Purification of pretermination complexes was done from 1 mL translation mixtures described above. To stall translation progress at the stop codon, reaction mixture was preincubated with 1 µM eRF1AGQ at 30°C for 10 min followed by the addition of FULL mRNA to the final concentration of 8 µg/mL and incubation at 30°C for 25 min. Using this mRNA concentration resulted in predominant formation of monosomic 80S complexes (see representative sucrose gradient profile in Fig. 2A). Then, KoAC concentration was adjusted to 300 mM and the mixture was layered on a 10%–35% linear gradient of sucrose in buffer A (50 mM Hepes-KOH, pH = 7.5, 7.5 mM Mg(OAc)2, 300 mM KOAc, 2 mM DTT), prepared using the Gradient Profiler system (Biocomp). The gradients were centrifuged in SW-41 Ti (Beckman Coulter) rotor at 40,000g for 2.5 h (Beckman Coulter Optima TLX). Gradient Profiler was used to collect fractions corresponding to the monosomic 80S-mRNA ribosomes. The sample was concentrated using Amicon Ultra-15 Centrifugal Filter Units (MilliporeSigma), yielding ∼50 nM ribosome (one A260 unit = 20 nM 80S ribosomes) using Nanodrop 2000 (Thermo Fisher). Ribosome solution was aliquoted, flash-frozen in liquid nitrogen, and stored at −80°C. After 5 mo of storage, the complexes retained ∼70% of the initial signal level (compare Fig. 3A,B).

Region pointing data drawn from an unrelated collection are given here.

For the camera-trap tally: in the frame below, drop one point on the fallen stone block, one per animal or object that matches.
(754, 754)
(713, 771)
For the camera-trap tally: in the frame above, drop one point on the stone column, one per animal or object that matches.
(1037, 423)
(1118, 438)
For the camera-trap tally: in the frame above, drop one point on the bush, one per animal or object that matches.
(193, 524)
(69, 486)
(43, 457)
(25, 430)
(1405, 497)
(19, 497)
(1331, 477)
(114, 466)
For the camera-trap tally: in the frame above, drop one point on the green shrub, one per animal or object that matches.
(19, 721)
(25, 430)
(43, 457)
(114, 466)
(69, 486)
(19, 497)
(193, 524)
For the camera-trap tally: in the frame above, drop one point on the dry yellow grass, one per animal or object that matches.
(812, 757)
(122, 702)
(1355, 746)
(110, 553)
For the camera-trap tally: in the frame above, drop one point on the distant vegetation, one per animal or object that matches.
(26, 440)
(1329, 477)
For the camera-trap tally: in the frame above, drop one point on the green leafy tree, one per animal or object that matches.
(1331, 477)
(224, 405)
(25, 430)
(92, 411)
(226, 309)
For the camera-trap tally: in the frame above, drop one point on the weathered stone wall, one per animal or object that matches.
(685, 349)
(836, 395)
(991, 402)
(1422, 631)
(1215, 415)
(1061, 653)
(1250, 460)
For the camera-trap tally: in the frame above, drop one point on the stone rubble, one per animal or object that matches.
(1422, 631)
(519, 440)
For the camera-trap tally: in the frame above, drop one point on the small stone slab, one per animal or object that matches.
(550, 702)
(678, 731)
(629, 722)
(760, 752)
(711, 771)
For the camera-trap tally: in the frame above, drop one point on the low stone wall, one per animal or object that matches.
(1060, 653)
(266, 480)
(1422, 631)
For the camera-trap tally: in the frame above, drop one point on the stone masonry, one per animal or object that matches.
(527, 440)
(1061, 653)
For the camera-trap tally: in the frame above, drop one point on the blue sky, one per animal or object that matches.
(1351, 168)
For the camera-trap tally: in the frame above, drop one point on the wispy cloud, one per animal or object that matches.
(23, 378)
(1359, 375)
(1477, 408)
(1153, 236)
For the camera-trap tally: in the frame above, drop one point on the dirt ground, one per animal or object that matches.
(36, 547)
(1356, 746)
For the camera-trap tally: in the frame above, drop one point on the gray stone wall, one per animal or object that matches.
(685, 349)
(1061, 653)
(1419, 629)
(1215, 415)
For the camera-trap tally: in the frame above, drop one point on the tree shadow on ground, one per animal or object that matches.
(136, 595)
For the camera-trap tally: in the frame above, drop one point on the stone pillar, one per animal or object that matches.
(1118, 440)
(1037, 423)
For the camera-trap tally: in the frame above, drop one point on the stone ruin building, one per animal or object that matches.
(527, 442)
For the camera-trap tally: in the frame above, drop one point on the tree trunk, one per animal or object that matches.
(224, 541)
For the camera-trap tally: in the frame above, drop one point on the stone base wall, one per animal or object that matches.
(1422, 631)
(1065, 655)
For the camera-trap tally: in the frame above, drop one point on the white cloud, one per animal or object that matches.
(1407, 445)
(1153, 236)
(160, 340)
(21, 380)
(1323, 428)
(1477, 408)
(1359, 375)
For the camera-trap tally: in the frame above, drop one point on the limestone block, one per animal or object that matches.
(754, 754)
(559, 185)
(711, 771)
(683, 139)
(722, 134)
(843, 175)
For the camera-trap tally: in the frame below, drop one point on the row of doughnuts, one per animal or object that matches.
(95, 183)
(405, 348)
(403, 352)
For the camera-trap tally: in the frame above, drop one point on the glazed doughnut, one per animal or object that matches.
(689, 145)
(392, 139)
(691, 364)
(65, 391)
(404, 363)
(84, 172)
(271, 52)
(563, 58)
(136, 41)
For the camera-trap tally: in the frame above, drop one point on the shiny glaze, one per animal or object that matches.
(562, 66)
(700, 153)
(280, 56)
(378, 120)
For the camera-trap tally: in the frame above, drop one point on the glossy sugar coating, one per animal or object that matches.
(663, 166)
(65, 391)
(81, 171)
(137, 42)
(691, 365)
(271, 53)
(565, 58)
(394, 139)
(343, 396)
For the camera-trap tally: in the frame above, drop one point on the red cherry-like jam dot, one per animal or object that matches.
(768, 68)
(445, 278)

Kinetic reactions with purified nanoluciferase–ribosome complexes

80S solution was diluted to ∼15 nM with buffer B (50 mM Hepes-KOH, pH = 7.5, 0.25 mM spermidine, 2 mM DTT), supplemented with 1% nanoluciferase substrate (Promega), aliquoted (20 µL), and placed in a 384-well plate. The samples were incubated at 30°C for 5 min in the absence/presence of 0.6 µM eRF1AGQ or 10–1000 µM G418 (Gold Biotechnology) to test inhibition by the eRF1 mutant or G418. Release reaction was started by the addition of 0.6 µM human eRF1, 100 µM puromycin, or 0.01 µM yeast eRF1y followed by the addition of 0.05 µM yeast eRF3y with 0.2 mM GTP, and luminescence was recorded. Buffer C (20 mM Tris-HCI, pH = 7.5, 100 mM KCI, 6 mM 2-Mercaptoethanol, 10% glycerol) or water were used as a negative control. The data were plotted and fitted in GraphPad Prism 8 using single-exponential fits to obtain kobs values, and in Gnuplot using hyperbola fitting to obtain IC50.

Structural analysis and visualization

Structural analysis and visualization were done in PyMol (Schrödinger) using PDB 5IBO for nanoluciferase (S Lovell, in prep.), PDB 5NDG for G418-bound yeast ribosome (Prokhorova et al. 2017), and PDB 3JAG for eRF1-bound mammalian ribosome (Brown et al. 2015). Yeast and mammalian ribosomes were aligned by 18S rRNA. All figures were assembled in Adobe Photoshop.